Geçtiğimiz yıl 'tartışmalı' seçimlerin ardından 26 yıllık iktidarını altıncı döneme taşıyan Lukaşenko, Belarus'un gerekirse 500 bin personelini hızla konuşlandırabileceğini, ancak "yeterli olmazsa, tüm Rus silahlı kuvvetlerini getirmekten tereddüt etmeyeceklerini" kaydetti.
Kremlin sözcüsü Dmitry Peskov ise Moskova'nın Beyaz Rusya'dan asker gönderme konusunda herhangi bir resmi talep almadığını ve bunun "sadece bir ülkenin diğerinden resmi talepte bulunması halinde mümkün olduğunu" ifade etti.

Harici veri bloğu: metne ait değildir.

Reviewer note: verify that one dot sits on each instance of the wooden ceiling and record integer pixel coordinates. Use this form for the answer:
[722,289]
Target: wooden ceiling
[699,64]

Lukaşenko'nun, muhalefetin ve Batı'nın hileli olarak gördüğü Ağustos 2020 cumhurbaşkanlığı seçimini kazandığını açıklanmasıyla başlayan protesto gösterilerinde 35 binden fazla kişi tutuklandı.
"İfade özgürlüğü aşırılık yanlısı faaliyetlere dönüştü"
ABD ve Avrupa Birliği, krizin ardından Belarus ekonomisinin kilit sektörlerini hedef alan çok sayıda yaptırım uyguladı.
Lukaşenko, "Acı noktalarımızı arıyor gibiler. Öncelikle Belarus ekonomisinin ihracat sektörlerini vurdular: petrokimya, makine mühendisliği, potas vb. Ancak asıl hedef, insanları emekli maaşı, maaş, sosyal yardım, eğitim, tıbbi bakım olmadan bırakmak ve Belaruslular arasında hoşnutsuzluğa neden olmak” dedi.
Belarus Cumhurbaşkanı, "arkalarında yabancı beyinler olduğunu" iddia ederek ülkenin insan hakları gruplarına karşı daha fazla eylem çağrısında bulundu ve hükümetin bağımsız medya üzerindeki baskısının devam edeceğini söyledi.
Devlet yetkililerini her gazeteci ve blogcuyu yakından kontrol etmeye çağıran Lukaşenko, "Bugün anayasa uyarınca koruduğumuz ifade özgürlüğü aşırılık yanlısı faaliyetlere dönüştü" ifadesini kullandı.
Lukaşenko geri adım attı
Rusya ile Belarus yakın askeri ve savunma işbirliğine sahip. Atlantik, Hint okyanuslarıyla Pasifik'in bazı bölgelerinde nükleer denizaltılarla iletişim kuran iki Rus radar istasyonu Belarus'ta bulunuyor. Eylül ayında, iki eski Sovyet ülkesinin büyük ölçekli ortak askeri tatbikatlar yapması planlanıyor.
Yakın zamana kadar Lukaşenko hükümeti, Moskova'nın Belarus'taki askeri varlığını genişletme girişimlerine direndi ve ülkede bir hava üssü açma ve ek birlik yerleştirme taleplerini reddetmişti.
Lukaşenko'nun yeniden seçilmesinin ardından Belarus'ta ortaya çıkan siyasi krizde Rusya, komşusuna askeri destek sözü verdi ve Belarus'un darbe alan ekonomisi için 1,5 milyar dolarlık kredi tahsis etti.
"Batı'yı korkutmak için açık girişim"
Belaruslu siyasi analist Valery Karbalevich, AP'ye Lukaşenko'nun açıklamalarının Batı'yı korkutmak için açık bir girişim olduğunu söyledi: “İlk kez Rus birliklerinin Belarus'a konuşlandırılmasıyla tehdit etti. Ancak Kremlin'in bu girişimleri desteklemek için acelesi yok."